Access and availability of OpenAI o3 and o3-mini

The initial version of the o3 model was restricted and limited, primarily used for public safety testing, requiring potential users to request access. As of February 3, 2025, the base o3 model is only available as part of the OpenAI Deep Search service, which is initially exclusive to ChatGPT Pro users. The o3-mini model became generally available on January 31, 2025. It is accessible through several channels:

  • Access Chat GPT :
    • Free users have limited access to the o3-mini model with rate restrictions. To access it, free plan users can select “Reason” in the message composer or regenerate a response. This is the first time a reasoning model has been made available to free users in ChatGPT.
    • ChatGPT Plus users get access to the o3-mini model with a limit of 150 messages per day. As part of the upgrade, OpenAI is tripling the throughput limit for Plus and Team users from 50 messages per day with o1-mini to 150 messages per day with o3-mini.
    • ChatGPT Pro users have unlimited access to the o3-mini model. Pro users also have the ability to select o3-mini-high in the template selector for a smarter version that takes a little longer to generate responses.
  • API Access: The o3-mini model is available via the API for developers with an initial pricing of $1,10 per million input tokens and $4,40 per million output tokens. OpenAI o3-mini is rolling out to the Chat Completion API, Assistants API, and Batch API starting January 31, 2025, to select developers in API usage tiers 3-5.

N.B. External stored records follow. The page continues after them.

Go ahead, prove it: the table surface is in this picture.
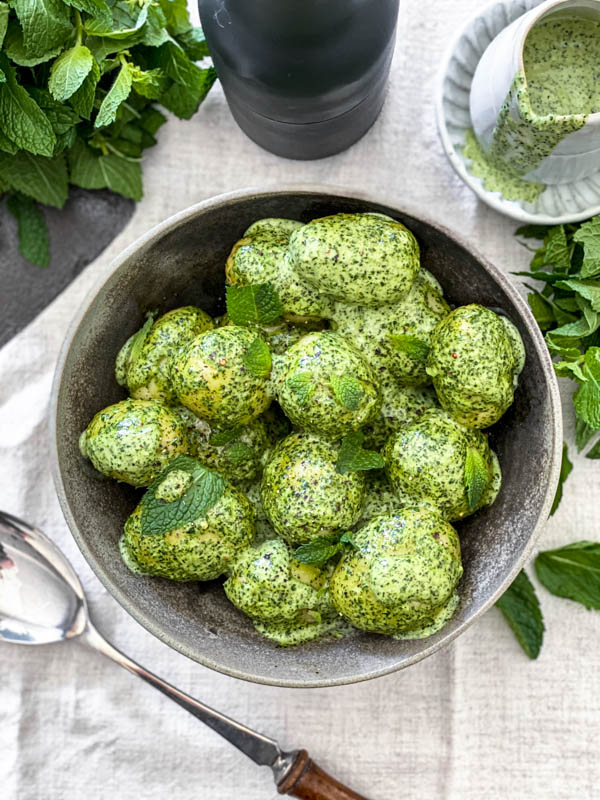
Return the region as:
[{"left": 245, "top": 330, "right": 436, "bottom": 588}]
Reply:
[{"left": 0, "top": 0, "right": 600, "bottom": 800}]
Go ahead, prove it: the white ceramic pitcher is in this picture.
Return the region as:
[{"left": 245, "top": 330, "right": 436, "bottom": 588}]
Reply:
[{"left": 470, "top": 0, "right": 600, "bottom": 184}]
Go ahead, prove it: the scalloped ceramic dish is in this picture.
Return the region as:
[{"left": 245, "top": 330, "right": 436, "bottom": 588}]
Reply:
[
  {"left": 51, "top": 187, "right": 562, "bottom": 687},
  {"left": 435, "top": 0, "right": 600, "bottom": 225}
]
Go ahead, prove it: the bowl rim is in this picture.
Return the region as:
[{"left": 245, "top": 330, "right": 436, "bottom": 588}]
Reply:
[{"left": 49, "top": 183, "right": 562, "bottom": 689}]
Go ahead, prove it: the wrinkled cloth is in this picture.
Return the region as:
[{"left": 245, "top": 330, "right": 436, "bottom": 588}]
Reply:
[{"left": 0, "top": 0, "right": 600, "bottom": 800}]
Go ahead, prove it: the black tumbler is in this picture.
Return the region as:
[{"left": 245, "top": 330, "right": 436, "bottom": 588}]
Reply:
[{"left": 198, "top": 0, "right": 399, "bottom": 159}]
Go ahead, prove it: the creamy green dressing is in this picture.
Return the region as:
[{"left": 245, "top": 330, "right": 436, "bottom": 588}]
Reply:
[
  {"left": 81, "top": 214, "right": 525, "bottom": 646},
  {"left": 261, "top": 433, "right": 365, "bottom": 545},
  {"left": 329, "top": 506, "right": 462, "bottom": 635},
  {"left": 274, "top": 331, "right": 381, "bottom": 438},
  {"left": 383, "top": 408, "right": 501, "bottom": 522},
  {"left": 289, "top": 214, "right": 419, "bottom": 306},
  {"left": 463, "top": 13, "right": 600, "bottom": 203}
]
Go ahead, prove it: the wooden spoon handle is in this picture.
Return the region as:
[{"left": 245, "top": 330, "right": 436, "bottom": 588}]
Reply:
[{"left": 277, "top": 750, "right": 367, "bottom": 800}]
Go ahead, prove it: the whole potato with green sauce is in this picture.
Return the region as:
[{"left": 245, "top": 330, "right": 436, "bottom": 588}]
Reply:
[
  {"left": 332, "top": 269, "right": 450, "bottom": 386},
  {"left": 120, "top": 473, "right": 255, "bottom": 581},
  {"left": 363, "top": 381, "right": 439, "bottom": 450},
  {"left": 383, "top": 408, "right": 502, "bottom": 522},
  {"left": 274, "top": 331, "right": 381, "bottom": 438},
  {"left": 225, "top": 219, "right": 331, "bottom": 321},
  {"left": 427, "top": 303, "right": 525, "bottom": 428},
  {"left": 171, "top": 325, "right": 272, "bottom": 428},
  {"left": 79, "top": 399, "right": 188, "bottom": 486},
  {"left": 173, "top": 406, "right": 271, "bottom": 481},
  {"left": 289, "top": 213, "right": 420, "bottom": 306},
  {"left": 115, "top": 306, "right": 214, "bottom": 404},
  {"left": 261, "top": 433, "right": 365, "bottom": 544},
  {"left": 329, "top": 506, "right": 463, "bottom": 638},
  {"left": 223, "top": 539, "right": 337, "bottom": 645}
]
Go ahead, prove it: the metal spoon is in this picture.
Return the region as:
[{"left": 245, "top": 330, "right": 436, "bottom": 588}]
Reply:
[{"left": 0, "top": 511, "right": 366, "bottom": 800}]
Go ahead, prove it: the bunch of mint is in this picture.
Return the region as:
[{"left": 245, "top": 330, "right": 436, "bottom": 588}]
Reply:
[
  {"left": 516, "top": 215, "right": 600, "bottom": 472},
  {"left": 497, "top": 215, "right": 600, "bottom": 658},
  {"left": 0, "top": 0, "right": 216, "bottom": 266}
]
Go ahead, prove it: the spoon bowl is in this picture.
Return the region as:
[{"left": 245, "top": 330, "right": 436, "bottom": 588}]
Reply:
[{"left": 0, "top": 512, "right": 87, "bottom": 644}]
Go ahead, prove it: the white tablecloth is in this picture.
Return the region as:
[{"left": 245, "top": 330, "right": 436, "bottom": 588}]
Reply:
[{"left": 0, "top": 0, "right": 600, "bottom": 800}]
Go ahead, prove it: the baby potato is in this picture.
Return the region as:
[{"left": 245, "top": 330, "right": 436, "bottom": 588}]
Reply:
[
  {"left": 274, "top": 331, "right": 381, "bottom": 438},
  {"left": 171, "top": 325, "right": 272, "bottom": 428},
  {"left": 427, "top": 303, "right": 525, "bottom": 428},
  {"left": 120, "top": 485, "right": 255, "bottom": 581},
  {"left": 261, "top": 432, "right": 365, "bottom": 544},
  {"left": 289, "top": 213, "right": 420, "bottom": 306},
  {"left": 383, "top": 408, "right": 502, "bottom": 522},
  {"left": 329, "top": 506, "right": 463, "bottom": 638},
  {"left": 225, "top": 219, "right": 331, "bottom": 322},
  {"left": 223, "top": 538, "right": 337, "bottom": 645},
  {"left": 331, "top": 269, "right": 450, "bottom": 386},
  {"left": 115, "top": 306, "right": 214, "bottom": 404},
  {"left": 79, "top": 399, "right": 188, "bottom": 486},
  {"left": 173, "top": 406, "right": 271, "bottom": 481}
]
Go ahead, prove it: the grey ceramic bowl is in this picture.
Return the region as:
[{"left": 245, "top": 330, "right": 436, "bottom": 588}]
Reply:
[{"left": 52, "top": 187, "right": 562, "bottom": 687}]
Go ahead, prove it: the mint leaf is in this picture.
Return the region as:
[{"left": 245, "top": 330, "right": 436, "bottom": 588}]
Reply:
[
  {"left": 160, "top": 67, "right": 217, "bottom": 119},
  {"left": 84, "top": 2, "right": 149, "bottom": 41},
  {"left": 0, "top": 150, "right": 68, "bottom": 208},
  {"left": 141, "top": 456, "right": 227, "bottom": 536},
  {"left": 573, "top": 214, "right": 600, "bottom": 278},
  {"left": 63, "top": 0, "right": 111, "bottom": 22},
  {"left": 159, "top": 0, "right": 192, "bottom": 36},
  {"left": 69, "top": 139, "right": 142, "bottom": 200},
  {"left": 0, "top": 53, "right": 56, "bottom": 157},
  {"left": 177, "top": 28, "right": 210, "bottom": 61},
  {"left": 585, "top": 440, "right": 600, "bottom": 459},
  {"left": 335, "top": 431, "right": 385, "bottom": 475},
  {"left": 48, "top": 44, "right": 94, "bottom": 101},
  {"left": 555, "top": 278, "right": 600, "bottom": 312},
  {"left": 573, "top": 347, "right": 600, "bottom": 429},
  {"left": 69, "top": 58, "right": 100, "bottom": 119},
  {"left": 4, "top": 19, "right": 62, "bottom": 67},
  {"left": 226, "top": 283, "right": 283, "bottom": 325},
  {"left": 544, "top": 225, "right": 571, "bottom": 272},
  {"left": 242, "top": 336, "right": 273, "bottom": 378},
  {"left": 129, "top": 311, "right": 155, "bottom": 364},
  {"left": 294, "top": 535, "right": 343, "bottom": 568},
  {"left": 6, "top": 194, "right": 50, "bottom": 267},
  {"left": 330, "top": 375, "right": 363, "bottom": 411},
  {"left": 285, "top": 372, "right": 315, "bottom": 406},
  {"left": 0, "top": 0, "right": 9, "bottom": 47},
  {"left": 496, "top": 570, "right": 544, "bottom": 659},
  {"left": 535, "top": 542, "right": 600, "bottom": 609},
  {"left": 389, "top": 333, "right": 429, "bottom": 361},
  {"left": 550, "top": 443, "right": 573, "bottom": 516},
  {"left": 527, "top": 292, "right": 556, "bottom": 331},
  {"left": 465, "top": 447, "right": 490, "bottom": 511},
  {"left": 94, "top": 62, "right": 133, "bottom": 128},
  {"left": 11, "top": 0, "right": 73, "bottom": 57},
  {"left": 515, "top": 225, "right": 550, "bottom": 242},
  {"left": 130, "top": 64, "right": 167, "bottom": 100},
  {"left": 208, "top": 425, "right": 242, "bottom": 447}
]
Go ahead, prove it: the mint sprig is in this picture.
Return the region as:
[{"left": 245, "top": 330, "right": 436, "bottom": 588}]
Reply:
[
  {"left": 242, "top": 336, "right": 273, "bottom": 378},
  {"left": 226, "top": 283, "right": 283, "bottom": 325},
  {"left": 0, "top": 0, "right": 216, "bottom": 265},
  {"left": 465, "top": 447, "right": 490, "bottom": 511},
  {"left": 141, "top": 455, "right": 227, "bottom": 536},
  {"left": 294, "top": 532, "right": 353, "bottom": 568},
  {"left": 496, "top": 570, "right": 544, "bottom": 659},
  {"left": 330, "top": 375, "right": 363, "bottom": 411},
  {"left": 335, "top": 431, "right": 385, "bottom": 475},
  {"left": 535, "top": 542, "right": 600, "bottom": 610}
]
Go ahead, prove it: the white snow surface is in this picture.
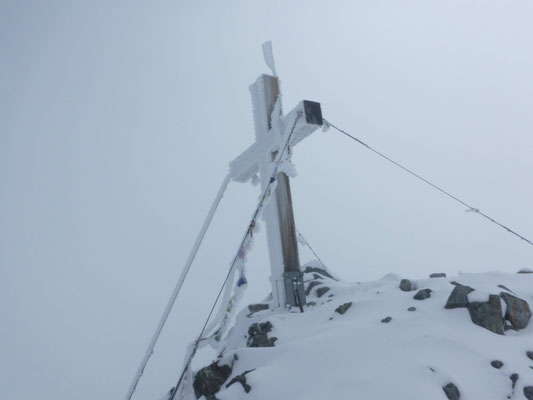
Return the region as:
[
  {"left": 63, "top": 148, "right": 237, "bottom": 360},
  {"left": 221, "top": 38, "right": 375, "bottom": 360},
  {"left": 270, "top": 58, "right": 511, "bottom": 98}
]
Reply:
[{"left": 181, "top": 264, "right": 533, "bottom": 400}]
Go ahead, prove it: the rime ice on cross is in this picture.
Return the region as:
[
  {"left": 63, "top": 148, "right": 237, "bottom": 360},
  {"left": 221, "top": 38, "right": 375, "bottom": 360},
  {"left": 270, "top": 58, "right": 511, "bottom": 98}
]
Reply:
[{"left": 230, "top": 42, "right": 323, "bottom": 308}]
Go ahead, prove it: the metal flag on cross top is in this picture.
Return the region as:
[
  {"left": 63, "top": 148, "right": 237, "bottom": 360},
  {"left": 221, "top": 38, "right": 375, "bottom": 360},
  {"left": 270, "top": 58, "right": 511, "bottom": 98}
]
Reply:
[{"left": 230, "top": 42, "right": 323, "bottom": 308}]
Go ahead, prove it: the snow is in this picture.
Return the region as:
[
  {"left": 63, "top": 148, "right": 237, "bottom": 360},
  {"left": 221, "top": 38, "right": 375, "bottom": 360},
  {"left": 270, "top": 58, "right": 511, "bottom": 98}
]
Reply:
[{"left": 183, "top": 263, "right": 533, "bottom": 400}]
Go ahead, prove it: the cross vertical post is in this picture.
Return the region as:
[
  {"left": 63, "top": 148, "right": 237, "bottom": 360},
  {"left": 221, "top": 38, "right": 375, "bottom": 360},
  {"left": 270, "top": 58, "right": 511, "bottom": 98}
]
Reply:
[{"left": 250, "top": 75, "right": 305, "bottom": 308}]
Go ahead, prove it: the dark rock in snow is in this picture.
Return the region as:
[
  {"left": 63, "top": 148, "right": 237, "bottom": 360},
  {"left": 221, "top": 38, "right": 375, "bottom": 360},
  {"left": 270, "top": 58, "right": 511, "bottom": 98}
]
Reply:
[
  {"left": 226, "top": 369, "right": 255, "bottom": 393},
  {"left": 192, "top": 362, "right": 232, "bottom": 400},
  {"left": 442, "top": 383, "right": 461, "bottom": 400},
  {"left": 246, "top": 321, "right": 278, "bottom": 347},
  {"left": 500, "top": 292, "right": 531, "bottom": 329},
  {"left": 498, "top": 285, "right": 514, "bottom": 293},
  {"left": 444, "top": 283, "right": 474, "bottom": 309},
  {"left": 413, "top": 289, "right": 431, "bottom": 300},
  {"left": 248, "top": 304, "right": 268, "bottom": 316},
  {"left": 305, "top": 281, "right": 322, "bottom": 296},
  {"left": 468, "top": 294, "right": 504, "bottom": 335},
  {"left": 335, "top": 301, "right": 352, "bottom": 315},
  {"left": 400, "top": 279, "right": 416, "bottom": 292},
  {"left": 304, "top": 267, "right": 335, "bottom": 280},
  {"left": 509, "top": 374, "right": 518, "bottom": 390}
]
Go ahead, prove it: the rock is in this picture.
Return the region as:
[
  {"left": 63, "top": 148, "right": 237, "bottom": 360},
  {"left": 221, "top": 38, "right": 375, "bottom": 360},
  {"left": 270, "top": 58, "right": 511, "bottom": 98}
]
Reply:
[
  {"left": 442, "top": 383, "right": 461, "bottom": 400},
  {"left": 498, "top": 285, "right": 514, "bottom": 293},
  {"left": 248, "top": 304, "right": 268, "bottom": 316},
  {"left": 192, "top": 362, "right": 232, "bottom": 399},
  {"left": 413, "top": 289, "right": 431, "bottom": 300},
  {"left": 444, "top": 283, "right": 474, "bottom": 309},
  {"left": 335, "top": 301, "right": 352, "bottom": 315},
  {"left": 304, "top": 267, "right": 335, "bottom": 280},
  {"left": 226, "top": 369, "right": 255, "bottom": 393},
  {"left": 305, "top": 281, "right": 322, "bottom": 296},
  {"left": 468, "top": 294, "right": 504, "bottom": 335},
  {"left": 400, "top": 279, "right": 416, "bottom": 292},
  {"left": 517, "top": 268, "right": 533, "bottom": 274},
  {"left": 246, "top": 321, "right": 278, "bottom": 347},
  {"left": 500, "top": 292, "right": 531, "bottom": 329}
]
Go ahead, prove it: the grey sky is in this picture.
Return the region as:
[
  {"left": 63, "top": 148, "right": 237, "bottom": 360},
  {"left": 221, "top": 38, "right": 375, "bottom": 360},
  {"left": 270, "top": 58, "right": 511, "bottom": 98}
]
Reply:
[{"left": 0, "top": 0, "right": 533, "bottom": 400}]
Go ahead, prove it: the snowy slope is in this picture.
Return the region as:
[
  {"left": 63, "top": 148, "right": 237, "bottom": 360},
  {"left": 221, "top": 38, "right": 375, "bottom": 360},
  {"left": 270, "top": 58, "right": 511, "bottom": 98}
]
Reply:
[{"left": 171, "top": 265, "right": 533, "bottom": 400}]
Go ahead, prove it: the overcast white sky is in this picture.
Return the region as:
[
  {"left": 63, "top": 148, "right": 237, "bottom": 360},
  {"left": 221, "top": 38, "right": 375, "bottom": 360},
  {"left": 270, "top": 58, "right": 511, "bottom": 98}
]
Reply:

In ChatGPT, o3-mini uses average reasoning effort to balance speed and accuracy. All paid users also have the option to select o3-mini-high in the template selector for a smarter version that takes a little longer to generate responses.

Security techniques

The o3 model incorporates a security technique called deliberative alignment, which uses the model’s reasoning to evaluate the security implications of user requests. This approach allows the model to analyze prompts and identify hidden intentions, improving the accuracy of rejecting dangerous content and avoiding unnecessary rejections of safe content. On February 6, 2025, OpenAI announced an update to improve the transparency of the thinking process in its o3-mini model.

Impact

The introduction of the o3 model signifies an evolution towards AI systems capable of handling complex reasoning and problem-solving tasks. Its improved performance and innovative features make it a valuable tool for various applications, from coding to scientific research.